Set your compass to a radius of 2, put the center at the point #(-3, 1)#, and draw a circle.

Explanation:

Here is a helpful reference Conic Section - General form

Combine all of the terms to be in the general form:

#Ax^2 + Bxy + Cy^2 + Dx + Ey + F = 0#

#2x^2 + 0xy + 2y^2 + 12x - 4y + 12 = 0" [1]"#

Because #A = C and B = 0#, this is an equation of a circle.
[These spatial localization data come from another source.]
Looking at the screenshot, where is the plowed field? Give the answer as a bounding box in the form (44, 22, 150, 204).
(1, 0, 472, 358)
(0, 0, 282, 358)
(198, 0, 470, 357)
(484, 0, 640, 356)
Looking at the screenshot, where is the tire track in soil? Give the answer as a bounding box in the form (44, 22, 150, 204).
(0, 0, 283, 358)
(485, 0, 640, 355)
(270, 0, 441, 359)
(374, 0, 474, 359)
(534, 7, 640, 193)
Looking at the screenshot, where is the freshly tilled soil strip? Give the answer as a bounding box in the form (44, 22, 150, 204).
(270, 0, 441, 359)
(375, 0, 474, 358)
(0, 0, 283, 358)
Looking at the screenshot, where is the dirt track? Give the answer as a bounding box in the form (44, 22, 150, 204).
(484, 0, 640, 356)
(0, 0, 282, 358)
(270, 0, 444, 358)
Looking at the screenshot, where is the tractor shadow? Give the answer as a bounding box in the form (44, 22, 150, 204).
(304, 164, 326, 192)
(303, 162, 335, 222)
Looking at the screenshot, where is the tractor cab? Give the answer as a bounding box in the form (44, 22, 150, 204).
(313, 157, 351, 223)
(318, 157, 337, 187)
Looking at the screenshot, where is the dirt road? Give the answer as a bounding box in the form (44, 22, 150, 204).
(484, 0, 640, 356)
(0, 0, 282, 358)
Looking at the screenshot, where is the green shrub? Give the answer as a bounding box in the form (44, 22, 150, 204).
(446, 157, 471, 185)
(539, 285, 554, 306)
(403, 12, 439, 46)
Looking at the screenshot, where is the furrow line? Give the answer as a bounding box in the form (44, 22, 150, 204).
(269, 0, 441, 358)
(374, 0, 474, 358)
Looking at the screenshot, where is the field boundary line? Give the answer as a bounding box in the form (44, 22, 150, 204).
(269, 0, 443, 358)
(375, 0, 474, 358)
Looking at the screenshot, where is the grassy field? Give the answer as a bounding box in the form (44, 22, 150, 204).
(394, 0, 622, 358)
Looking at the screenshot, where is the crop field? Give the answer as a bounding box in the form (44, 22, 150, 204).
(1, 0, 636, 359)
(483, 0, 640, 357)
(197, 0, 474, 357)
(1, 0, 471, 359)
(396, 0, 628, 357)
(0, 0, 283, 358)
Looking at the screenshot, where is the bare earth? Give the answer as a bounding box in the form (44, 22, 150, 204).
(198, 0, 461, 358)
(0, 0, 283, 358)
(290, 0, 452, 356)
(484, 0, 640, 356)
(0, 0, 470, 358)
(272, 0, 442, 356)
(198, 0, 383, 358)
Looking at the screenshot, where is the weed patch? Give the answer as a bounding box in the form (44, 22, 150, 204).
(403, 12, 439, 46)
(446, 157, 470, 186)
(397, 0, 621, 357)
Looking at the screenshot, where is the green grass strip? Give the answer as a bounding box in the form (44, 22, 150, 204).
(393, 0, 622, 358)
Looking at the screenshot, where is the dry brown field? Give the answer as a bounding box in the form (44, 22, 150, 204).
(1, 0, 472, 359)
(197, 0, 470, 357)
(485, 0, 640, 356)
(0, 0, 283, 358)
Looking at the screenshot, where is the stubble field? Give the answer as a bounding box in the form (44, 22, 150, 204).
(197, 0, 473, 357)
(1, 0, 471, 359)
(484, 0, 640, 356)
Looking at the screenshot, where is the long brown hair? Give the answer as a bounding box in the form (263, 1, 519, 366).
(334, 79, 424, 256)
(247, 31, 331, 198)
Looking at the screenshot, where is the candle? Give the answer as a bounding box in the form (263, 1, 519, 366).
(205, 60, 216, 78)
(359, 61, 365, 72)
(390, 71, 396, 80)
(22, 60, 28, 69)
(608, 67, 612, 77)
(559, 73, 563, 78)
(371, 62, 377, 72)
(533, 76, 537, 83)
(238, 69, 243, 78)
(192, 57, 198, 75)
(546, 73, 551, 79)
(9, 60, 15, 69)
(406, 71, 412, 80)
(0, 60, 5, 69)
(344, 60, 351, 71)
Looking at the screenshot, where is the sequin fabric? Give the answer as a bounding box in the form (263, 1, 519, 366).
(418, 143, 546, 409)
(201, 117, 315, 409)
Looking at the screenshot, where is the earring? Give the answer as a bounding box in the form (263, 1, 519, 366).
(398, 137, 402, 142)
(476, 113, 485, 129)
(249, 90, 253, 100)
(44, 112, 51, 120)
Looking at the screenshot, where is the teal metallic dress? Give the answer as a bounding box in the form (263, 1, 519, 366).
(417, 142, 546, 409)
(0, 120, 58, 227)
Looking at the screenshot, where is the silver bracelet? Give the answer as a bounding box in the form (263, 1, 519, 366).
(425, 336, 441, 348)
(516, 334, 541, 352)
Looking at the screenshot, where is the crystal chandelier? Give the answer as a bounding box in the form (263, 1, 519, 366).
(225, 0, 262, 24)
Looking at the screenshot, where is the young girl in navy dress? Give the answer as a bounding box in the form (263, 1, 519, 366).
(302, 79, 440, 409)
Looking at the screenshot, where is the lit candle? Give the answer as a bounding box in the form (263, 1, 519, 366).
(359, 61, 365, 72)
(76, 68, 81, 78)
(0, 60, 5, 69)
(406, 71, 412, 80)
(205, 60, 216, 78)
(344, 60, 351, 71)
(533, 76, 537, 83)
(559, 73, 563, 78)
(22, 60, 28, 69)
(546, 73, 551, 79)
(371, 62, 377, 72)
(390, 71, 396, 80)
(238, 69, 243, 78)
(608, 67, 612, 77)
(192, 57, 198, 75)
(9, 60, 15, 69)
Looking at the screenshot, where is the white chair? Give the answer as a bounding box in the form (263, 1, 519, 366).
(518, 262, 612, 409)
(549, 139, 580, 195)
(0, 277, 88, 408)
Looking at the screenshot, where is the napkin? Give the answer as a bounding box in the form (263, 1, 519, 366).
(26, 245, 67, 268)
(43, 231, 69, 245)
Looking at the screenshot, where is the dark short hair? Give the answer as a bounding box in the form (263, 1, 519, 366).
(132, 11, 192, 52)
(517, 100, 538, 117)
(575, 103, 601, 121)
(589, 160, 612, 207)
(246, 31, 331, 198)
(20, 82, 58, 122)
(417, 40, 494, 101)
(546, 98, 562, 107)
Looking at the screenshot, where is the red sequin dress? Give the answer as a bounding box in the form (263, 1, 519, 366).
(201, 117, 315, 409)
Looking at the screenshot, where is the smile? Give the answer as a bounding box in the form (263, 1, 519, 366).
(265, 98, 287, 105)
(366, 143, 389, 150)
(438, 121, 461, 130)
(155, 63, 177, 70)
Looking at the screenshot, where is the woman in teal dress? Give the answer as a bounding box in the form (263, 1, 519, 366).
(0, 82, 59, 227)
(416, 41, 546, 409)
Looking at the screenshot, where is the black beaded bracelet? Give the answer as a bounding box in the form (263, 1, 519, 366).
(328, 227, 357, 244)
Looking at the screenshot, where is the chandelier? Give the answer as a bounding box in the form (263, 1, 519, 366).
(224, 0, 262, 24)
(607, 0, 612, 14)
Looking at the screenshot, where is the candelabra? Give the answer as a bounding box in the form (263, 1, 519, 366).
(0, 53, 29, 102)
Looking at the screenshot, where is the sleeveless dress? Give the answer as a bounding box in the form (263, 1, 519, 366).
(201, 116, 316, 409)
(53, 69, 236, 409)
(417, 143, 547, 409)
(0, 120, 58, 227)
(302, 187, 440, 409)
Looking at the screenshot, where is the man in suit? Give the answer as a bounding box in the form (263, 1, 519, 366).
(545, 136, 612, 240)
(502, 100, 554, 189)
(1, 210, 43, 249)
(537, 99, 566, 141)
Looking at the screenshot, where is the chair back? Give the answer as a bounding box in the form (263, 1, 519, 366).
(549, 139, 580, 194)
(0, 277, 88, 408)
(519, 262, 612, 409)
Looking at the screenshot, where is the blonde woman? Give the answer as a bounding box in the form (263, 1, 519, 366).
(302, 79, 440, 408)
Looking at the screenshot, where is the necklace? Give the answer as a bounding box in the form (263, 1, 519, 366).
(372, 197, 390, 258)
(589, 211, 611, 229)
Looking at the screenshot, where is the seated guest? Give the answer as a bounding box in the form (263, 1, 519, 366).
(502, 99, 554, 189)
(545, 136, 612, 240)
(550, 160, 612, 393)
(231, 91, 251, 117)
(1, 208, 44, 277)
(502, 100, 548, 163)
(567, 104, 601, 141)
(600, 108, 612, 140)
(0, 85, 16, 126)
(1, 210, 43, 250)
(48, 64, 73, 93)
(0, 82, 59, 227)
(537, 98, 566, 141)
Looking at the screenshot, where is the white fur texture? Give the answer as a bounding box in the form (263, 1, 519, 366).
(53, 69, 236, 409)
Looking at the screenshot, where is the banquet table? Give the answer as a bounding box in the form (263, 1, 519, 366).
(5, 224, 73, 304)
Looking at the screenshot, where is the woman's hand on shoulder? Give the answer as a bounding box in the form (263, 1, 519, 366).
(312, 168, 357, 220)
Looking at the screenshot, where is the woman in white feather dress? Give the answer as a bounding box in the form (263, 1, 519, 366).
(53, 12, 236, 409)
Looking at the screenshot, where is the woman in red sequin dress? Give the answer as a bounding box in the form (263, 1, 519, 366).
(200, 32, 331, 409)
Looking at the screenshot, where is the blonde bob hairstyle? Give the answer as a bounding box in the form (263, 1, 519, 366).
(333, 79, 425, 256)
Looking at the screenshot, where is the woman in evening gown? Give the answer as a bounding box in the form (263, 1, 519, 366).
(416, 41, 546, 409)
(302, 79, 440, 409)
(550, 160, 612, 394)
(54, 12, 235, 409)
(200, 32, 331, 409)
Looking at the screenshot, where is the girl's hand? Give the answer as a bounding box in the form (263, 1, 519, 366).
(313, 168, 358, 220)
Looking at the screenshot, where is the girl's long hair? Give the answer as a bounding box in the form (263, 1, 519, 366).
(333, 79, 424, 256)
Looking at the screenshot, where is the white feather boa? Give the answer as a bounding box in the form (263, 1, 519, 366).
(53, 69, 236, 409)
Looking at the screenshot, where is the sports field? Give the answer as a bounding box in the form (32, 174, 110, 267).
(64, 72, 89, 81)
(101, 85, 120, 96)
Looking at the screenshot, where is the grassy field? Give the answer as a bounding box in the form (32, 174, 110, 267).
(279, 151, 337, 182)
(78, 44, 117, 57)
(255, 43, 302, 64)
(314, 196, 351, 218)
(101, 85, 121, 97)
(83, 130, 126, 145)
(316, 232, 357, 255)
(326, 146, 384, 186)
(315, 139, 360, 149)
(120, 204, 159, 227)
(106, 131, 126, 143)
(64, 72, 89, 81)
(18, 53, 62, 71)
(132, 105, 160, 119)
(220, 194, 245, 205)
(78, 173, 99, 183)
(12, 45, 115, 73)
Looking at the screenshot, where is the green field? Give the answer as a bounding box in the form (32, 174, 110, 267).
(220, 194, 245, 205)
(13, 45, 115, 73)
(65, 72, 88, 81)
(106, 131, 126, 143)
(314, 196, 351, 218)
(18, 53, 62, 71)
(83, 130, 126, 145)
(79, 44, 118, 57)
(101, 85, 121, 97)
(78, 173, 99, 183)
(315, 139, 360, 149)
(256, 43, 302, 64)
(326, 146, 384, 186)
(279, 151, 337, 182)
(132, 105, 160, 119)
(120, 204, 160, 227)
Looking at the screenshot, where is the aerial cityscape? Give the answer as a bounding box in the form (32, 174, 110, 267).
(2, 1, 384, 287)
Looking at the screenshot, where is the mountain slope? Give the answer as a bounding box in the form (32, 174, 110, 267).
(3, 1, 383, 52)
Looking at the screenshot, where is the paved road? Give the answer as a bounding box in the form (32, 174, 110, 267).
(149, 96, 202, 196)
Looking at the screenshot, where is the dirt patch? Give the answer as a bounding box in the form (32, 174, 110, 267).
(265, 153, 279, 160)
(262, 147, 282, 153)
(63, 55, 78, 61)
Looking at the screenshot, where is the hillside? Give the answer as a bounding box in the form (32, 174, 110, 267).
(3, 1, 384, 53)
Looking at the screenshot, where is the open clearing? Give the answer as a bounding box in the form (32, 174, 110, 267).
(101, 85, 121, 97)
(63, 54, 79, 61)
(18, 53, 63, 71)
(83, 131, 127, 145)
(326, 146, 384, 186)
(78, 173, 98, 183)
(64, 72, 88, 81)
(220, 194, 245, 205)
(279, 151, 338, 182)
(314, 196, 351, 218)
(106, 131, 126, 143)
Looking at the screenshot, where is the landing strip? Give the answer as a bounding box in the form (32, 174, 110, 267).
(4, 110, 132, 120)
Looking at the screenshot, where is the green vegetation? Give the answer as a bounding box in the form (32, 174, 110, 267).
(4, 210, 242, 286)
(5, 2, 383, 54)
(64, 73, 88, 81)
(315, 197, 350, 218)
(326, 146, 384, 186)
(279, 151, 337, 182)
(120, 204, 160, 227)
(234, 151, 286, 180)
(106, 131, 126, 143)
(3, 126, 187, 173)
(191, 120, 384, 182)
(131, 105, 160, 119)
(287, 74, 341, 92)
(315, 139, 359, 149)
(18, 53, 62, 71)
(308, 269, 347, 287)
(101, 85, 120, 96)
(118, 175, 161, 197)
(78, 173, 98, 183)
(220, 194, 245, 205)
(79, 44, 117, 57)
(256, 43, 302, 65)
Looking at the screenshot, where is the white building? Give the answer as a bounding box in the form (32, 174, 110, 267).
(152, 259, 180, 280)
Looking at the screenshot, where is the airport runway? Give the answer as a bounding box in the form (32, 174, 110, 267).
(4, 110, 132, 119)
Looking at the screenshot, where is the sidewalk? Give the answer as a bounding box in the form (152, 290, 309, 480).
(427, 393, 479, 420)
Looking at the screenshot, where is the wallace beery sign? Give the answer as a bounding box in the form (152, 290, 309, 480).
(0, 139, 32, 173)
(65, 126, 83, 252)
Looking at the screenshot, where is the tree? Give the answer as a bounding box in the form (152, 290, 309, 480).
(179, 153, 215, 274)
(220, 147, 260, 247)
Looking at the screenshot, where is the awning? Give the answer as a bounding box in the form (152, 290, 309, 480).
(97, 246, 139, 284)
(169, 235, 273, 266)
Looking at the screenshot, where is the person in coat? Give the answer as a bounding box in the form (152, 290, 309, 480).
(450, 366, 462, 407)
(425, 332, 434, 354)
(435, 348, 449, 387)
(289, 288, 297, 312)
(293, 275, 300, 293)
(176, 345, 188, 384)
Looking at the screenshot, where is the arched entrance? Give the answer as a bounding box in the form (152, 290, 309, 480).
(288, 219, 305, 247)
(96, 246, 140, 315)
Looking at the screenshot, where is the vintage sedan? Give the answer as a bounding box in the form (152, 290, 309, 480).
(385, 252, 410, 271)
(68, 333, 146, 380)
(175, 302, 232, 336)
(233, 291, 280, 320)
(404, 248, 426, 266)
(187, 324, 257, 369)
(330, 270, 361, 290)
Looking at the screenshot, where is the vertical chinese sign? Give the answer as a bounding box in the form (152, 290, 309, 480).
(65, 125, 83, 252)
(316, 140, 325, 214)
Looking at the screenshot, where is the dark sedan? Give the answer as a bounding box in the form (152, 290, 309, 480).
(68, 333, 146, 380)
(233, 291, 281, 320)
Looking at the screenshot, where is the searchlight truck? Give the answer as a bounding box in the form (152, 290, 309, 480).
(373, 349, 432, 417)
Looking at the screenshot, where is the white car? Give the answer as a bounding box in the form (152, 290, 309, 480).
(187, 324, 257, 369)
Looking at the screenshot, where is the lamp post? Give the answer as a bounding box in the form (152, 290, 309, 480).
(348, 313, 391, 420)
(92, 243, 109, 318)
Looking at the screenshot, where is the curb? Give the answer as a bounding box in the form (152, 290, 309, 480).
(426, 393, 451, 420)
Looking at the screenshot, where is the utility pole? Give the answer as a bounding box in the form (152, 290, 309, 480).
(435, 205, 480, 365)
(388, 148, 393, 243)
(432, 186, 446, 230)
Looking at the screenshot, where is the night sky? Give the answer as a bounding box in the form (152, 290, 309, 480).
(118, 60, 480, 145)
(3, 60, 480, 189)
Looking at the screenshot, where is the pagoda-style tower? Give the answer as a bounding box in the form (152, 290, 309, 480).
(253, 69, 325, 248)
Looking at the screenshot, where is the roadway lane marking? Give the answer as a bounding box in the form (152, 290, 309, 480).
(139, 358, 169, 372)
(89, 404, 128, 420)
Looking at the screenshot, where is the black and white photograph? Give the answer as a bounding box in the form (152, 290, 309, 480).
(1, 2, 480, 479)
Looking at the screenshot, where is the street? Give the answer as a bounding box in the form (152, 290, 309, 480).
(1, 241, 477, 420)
The general equation for a circle is:

#(x - h)^2 + (y - k)^2 = r^2#

where #(x,y)# is any point on the circle, #(h, k)# is the center, and r is the radius.

Divide both sides of equation [1] by 2:

#x^2 + y^2 + 6x - 2y + 6 = 0" [2]"#

Add #h^2 + k^2 - 6# to both sides of the equation:

#x^2 + 6x + h^2 + y^2 - 2y + k^2 = h^2 + k^2 - 6" [3]"#

Set the term middle in the right side of the pattern, #(x - h)^2 = x^2 -2xh + h^2#, equal to the corresponding term in equation [3]:

#-2hx = 6x#

Solve for h:

#h = -3#

Substitute the left side on the pattern into equation 3:

#(x - h)^2 + y^2 - 2y + k^2 = h^2 + k^2 - 6" [4]"#

Substitute -3 for h in equation [4]:

#(x - -3)^2 + y^2 - 2y + k^2 = (-3)^2 + k^2 - 6" [5]"#

Set the term middle in the right side of the pattern, #(y - k)^2 = y^2 -2yk + k^2#, equal to the corresponding term in equation [5]:

#-2yk = -2y#

Solve for k:

#k = 1#

Substitute the left side of the pattern into equation [5]:

#(x - -3)^2 + (y - k)^2 = (-3)^2 + k^2 - 6" [6]"#

Substitute 1 for k into equation [7]:

#(x - -3)^2 + (y - 1)^2 = (-3)^2 + 1^2 - 6" [7]"#

Simplify the constant terms:

#(x - -3)^2 + (y - 1)^2 = 4" [8]"#

Write the constant term as a square:

#(x - -3)^2 + (y - 1)^2 = 2^2" [9]"#

Equation [9] is the standard form of a circle with a center at #(-3, 1)# and a radius of 2.